He blamed himself for the pope’s death. Celestine had been warned about a planned assassination. A hidden document held the key to the plot. Celestine had asked Cal to find it, and he succeeded just as time ran out. His last-second warning may have prevented Celestine from perishing in the fireball that burned Elisabetta’s hands, but it couldn’t stop the heart attack that took his life. The act would go down in history as an assassination attempt, but that was splitting hairs. It was the violent removal of the leader of over a billion Catholics. Cal was a student of the Church, and he knew its brutal history well. As far as he was concerned, you could add the name of Celestine VI to the long list of murdered and martyred popes.
As the plane flew toward the dawn, the folk songs kept coming, and Cal kept drinking.
* * *
Cal’s preferred hotel in Rome was the Grand Hotel de la Minerve. He loved the roof terrace overlooking the Pantheon, the elegance of its seventeenth-century architecture, and its long history as a gathering place for visiting artists and intellectuals. And it didn’t escape him that the hotel had a particularly topical connection. It had been built as a mansion for the Fonseca family, Roman aristocrats of Portuguese origin.
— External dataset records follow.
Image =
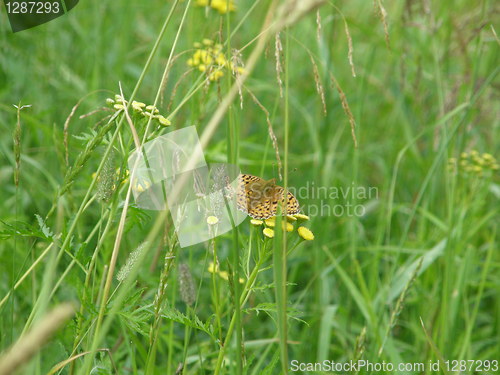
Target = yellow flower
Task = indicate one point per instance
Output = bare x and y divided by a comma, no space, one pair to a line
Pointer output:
268,232
163,120
212,220
301,217
152,109
305,233
223,274
206,41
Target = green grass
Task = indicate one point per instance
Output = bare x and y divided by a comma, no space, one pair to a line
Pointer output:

Tourists were snapping photos of Bernini’s Elephant and Obelisk statue in the piazza outside his window. Cal pulled the curtains, showered, and sank into a blissfully soft bed.
The hotel phone caught him mid-dream. The glowing clock surprised him—he’d been asleep for hours.
“Pronto,” he said.
He heard an exhalation as if the woman had been holding her breath. “Cal,” she said.
“Elisabetta. Hello.”
“I do hope I didn’t wake you. I saw your flight was on time.”
“No, I’m up. It’s good to hear from you. How are you? How are your hands?”
“Better. The skin grafts went well. I only have to wear these little gloves. How is your leg?”
“It’s fine. I only have to wear this little cast.”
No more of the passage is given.